Chuuk State Considers Taxing Citizens Living Abroad

admin's picture

Emigrants could face loss of voting rights, asset forfeiture

POHNPEI, Federated States of Micronesia (Kaselehlie Press, Oct. 5, 2015) – A bill submitted by request from the Chuuk State Executive Branch to the Chuuk House of Representatives seeks to charge Chuuk’s emigrants an annual Change of Residence Tax in the amount of $100 each.

Under the bill, failure to pay the tax could result in seizure of assets held within Chuuk state, loss of voting rights and other potential penalties.

The proposed bill says that the "outmigration of Chuuk State residents has caused serious social, economic and political problems for the State. There is a serious shortage of skill(ed) manpower. A high percentage of properties are left abandoned or underutilized(,) diminishing their contribution to the State’s economy and tax base. The migrant residents are paying taxes to their current countries of residencies despite continuing to enjoy the privileges and protection of Chuuk State residency in that their properties in Chuuk continue to enjoy the privilege of Chuuk State laws; their family responsibilities for the education and health of their loved ones are taken care of by the State; they are enjoying the recognition and benefit of being Chuuk State residents without contribution to the civic affairs of the State. Therefore, based on all of those reasons, a Chuuk State Change of Residency tax of $100 per "resident" per year is now assessed and levied on every Chuuk State resident currently residing outside of the State.

The bill attempts to define who would be subject to the tax but the language of the definition seems to be pointed most directly at those citizens of Chuuk who have chosen to live in the United States and who also continue to hold a passport and vote in Chuuk elections.
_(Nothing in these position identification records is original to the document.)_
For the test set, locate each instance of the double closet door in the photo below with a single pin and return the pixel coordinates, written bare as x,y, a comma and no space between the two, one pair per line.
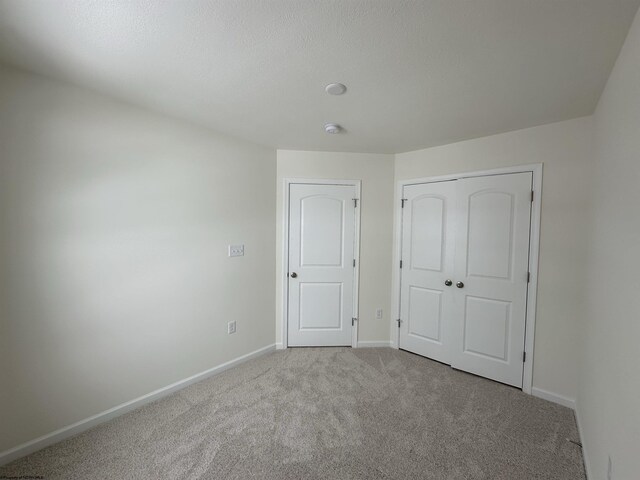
465,270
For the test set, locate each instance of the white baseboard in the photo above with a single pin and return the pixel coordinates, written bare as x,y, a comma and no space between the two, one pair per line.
585,457
79,427
554,397
372,344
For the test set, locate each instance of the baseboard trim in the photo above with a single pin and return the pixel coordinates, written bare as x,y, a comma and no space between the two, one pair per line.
373,344
585,456
90,422
554,397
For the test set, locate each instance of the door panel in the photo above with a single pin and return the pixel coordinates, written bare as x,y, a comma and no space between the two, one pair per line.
492,261
428,254
321,252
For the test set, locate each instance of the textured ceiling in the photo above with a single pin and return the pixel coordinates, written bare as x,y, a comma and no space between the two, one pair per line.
419,73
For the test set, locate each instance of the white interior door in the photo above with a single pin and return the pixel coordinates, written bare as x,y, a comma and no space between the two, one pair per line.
465,263
322,224
491,275
428,245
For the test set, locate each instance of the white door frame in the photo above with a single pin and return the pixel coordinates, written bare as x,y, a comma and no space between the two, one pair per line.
534,250
285,252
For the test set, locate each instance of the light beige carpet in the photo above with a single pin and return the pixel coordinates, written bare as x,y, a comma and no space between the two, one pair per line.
330,413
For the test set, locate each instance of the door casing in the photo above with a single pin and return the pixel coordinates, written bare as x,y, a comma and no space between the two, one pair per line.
285,252
534,251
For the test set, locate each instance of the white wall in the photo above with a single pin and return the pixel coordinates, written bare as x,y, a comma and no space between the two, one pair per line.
609,395
376,229
114,276
565,148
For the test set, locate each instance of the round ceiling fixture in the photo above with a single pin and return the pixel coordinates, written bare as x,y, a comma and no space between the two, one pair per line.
332,128
335,89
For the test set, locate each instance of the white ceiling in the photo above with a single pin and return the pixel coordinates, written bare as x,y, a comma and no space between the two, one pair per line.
419,73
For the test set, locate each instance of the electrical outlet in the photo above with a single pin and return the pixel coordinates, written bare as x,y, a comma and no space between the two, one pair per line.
231,327
236,250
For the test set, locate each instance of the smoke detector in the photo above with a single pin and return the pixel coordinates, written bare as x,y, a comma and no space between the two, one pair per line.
335,89
332,128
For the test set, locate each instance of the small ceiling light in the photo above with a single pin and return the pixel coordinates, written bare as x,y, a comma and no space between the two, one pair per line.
335,89
332,128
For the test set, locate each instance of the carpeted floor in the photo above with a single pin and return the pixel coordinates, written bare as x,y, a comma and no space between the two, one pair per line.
327,413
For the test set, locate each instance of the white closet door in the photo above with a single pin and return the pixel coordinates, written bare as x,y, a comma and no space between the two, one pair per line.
321,272
490,280
427,257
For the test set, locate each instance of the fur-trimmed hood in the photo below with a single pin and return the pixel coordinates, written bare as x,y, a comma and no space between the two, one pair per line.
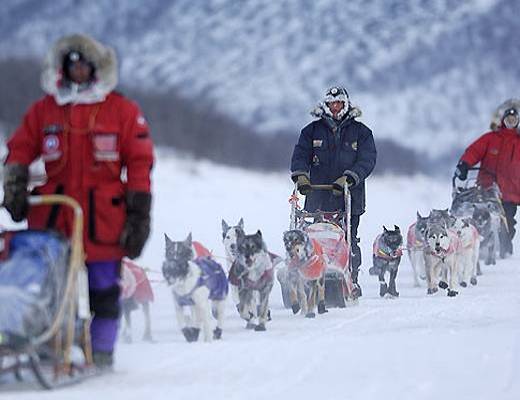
496,120
320,112
102,57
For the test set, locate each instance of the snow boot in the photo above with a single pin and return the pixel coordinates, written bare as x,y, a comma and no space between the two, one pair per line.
217,333
383,288
321,308
392,291
260,327
103,360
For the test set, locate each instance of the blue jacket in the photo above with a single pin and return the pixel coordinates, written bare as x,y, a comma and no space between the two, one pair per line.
326,150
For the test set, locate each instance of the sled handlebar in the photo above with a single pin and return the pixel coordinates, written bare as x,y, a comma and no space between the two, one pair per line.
67,310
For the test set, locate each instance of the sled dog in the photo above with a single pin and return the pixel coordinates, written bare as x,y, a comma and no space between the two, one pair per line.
387,253
306,267
195,282
252,272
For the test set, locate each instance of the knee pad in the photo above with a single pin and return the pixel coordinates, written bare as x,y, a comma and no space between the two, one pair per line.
104,303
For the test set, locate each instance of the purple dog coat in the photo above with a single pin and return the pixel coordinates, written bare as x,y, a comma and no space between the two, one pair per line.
212,276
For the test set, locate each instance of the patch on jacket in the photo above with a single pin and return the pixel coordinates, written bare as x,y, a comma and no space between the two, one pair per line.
51,148
105,147
52,129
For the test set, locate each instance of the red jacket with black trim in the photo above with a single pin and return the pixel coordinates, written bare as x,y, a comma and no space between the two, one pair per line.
499,155
85,148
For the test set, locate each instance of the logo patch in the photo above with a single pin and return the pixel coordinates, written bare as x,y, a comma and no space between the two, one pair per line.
105,147
52,129
141,120
51,145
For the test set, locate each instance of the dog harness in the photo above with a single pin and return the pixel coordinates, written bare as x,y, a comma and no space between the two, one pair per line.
212,276
382,250
412,241
313,267
452,248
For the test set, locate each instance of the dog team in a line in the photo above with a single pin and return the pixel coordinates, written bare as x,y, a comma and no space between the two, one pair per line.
97,148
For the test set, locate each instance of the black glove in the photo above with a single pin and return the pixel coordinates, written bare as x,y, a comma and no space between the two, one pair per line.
137,225
338,186
303,184
461,171
16,178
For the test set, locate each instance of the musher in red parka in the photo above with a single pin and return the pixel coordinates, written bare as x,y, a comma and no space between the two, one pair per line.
498,153
86,135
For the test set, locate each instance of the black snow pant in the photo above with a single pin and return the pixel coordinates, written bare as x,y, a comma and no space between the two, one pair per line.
356,251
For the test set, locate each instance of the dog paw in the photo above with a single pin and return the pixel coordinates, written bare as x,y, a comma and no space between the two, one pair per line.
321,308
383,288
432,291
260,327
217,333
191,334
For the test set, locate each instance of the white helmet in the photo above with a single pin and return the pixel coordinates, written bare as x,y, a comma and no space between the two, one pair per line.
336,93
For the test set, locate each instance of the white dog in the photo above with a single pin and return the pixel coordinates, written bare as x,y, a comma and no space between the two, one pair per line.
415,245
440,259
468,253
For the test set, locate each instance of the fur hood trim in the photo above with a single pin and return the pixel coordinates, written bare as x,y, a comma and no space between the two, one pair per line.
320,111
496,120
102,57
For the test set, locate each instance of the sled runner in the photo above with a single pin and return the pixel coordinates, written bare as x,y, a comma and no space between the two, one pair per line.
331,230
44,313
483,194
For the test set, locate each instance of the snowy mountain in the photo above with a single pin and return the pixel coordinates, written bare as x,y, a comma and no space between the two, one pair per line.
423,71
414,347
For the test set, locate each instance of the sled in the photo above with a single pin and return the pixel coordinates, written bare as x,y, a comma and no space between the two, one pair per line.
470,194
332,231
45,317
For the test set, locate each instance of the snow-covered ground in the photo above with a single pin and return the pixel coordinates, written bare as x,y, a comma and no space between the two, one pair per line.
414,347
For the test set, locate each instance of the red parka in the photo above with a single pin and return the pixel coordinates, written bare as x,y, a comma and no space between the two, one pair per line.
85,147
499,155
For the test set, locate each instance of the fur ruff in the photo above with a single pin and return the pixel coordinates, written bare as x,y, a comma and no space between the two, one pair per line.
102,57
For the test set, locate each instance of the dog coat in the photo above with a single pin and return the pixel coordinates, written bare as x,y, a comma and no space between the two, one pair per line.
235,276
312,268
135,283
212,276
412,241
381,250
332,240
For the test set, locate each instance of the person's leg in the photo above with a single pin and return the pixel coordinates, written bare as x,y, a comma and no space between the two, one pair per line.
104,291
510,210
356,253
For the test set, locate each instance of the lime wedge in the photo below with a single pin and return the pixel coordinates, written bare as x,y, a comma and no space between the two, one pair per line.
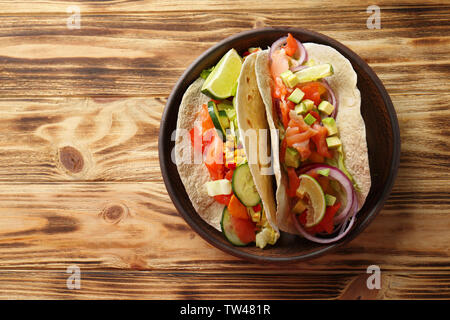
310,187
221,82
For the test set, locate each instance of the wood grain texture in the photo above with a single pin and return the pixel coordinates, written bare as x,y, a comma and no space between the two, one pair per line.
138,54
102,205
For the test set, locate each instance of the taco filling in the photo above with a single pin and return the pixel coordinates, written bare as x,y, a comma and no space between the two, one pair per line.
215,136
320,193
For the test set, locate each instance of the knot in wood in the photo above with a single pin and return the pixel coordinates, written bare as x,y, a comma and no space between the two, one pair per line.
71,159
114,213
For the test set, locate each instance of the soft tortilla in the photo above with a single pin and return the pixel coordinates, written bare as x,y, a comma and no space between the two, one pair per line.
349,122
252,118
249,110
194,176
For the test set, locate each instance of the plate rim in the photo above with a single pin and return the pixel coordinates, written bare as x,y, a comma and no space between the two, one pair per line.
372,213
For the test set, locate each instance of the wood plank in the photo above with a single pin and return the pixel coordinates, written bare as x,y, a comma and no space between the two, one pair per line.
121,225
117,139
119,6
119,284
144,54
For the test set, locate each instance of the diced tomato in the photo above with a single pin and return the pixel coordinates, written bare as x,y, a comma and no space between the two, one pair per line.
291,45
324,182
313,91
327,224
299,137
320,141
313,173
237,209
315,157
229,174
294,182
257,208
223,198
213,157
245,229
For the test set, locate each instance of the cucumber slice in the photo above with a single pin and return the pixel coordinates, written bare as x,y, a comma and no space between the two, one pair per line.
243,186
228,229
214,114
225,104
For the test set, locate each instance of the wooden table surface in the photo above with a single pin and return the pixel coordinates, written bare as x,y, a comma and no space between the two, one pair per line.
80,182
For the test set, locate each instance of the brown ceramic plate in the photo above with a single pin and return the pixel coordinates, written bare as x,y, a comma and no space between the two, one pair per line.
383,139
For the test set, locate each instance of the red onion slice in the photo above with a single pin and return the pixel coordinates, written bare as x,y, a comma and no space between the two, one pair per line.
300,56
310,237
345,182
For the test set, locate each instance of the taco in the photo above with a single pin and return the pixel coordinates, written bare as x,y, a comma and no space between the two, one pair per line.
227,188
322,171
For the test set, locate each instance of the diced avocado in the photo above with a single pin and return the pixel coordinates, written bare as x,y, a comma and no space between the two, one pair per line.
231,113
314,73
224,104
310,63
324,172
326,107
309,119
218,187
205,72
330,200
304,106
253,49
333,142
292,81
300,109
296,96
299,207
292,158
285,75
330,124
224,121
234,90
289,78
The bill’s language, if it were passed in its current form could also be applied to citizens of Chuuk who are currently living in any other FSM State, or even to college students who have been awarded scholarships to study abroad.

"For the purpose of this Act, a Chuuk State ‘resident’ is subject to the tax hereunder if:

a) He or she has reached the age of 18 or older; and

b) He or she was born in Chuuk State, or has one or other parents who are permanent residents of Chuuk State by continuing to do items #d or #e below; and

c) He or she lives outside of Chuuk for at least 150 consecutive days a calendar year; and either

d) He or she has maintained his or her FSM citizenship in terms of passport ownership and voting participation in the last Chuuk State election or a Chuuk State municipal election; or

e) He or she continues to maintain substantial residency relationship with Chuuk State such as home ownership in Chuuk State, and or immediate family members such as sons or daughters or spouse continue residing in Chuuk State and attending public schools, holding Chuuk State government or other employment, using Chuuk State goods for business abroad, or enjoying their residency benefits and privileges."

The bill says that in June of each year each of Chuuk’s 40 municipalities would be required to submit an official list of people from that Municipality who resided outside of Chuuk State during the previous six months. The Chuuk State Election Commission would also be required after each election to submit a complete list of names of all Chuuk State residents living outside the State who requested to vote in that election. Copies of the lists would be provided to the Governor and the Chuuk State Legislature.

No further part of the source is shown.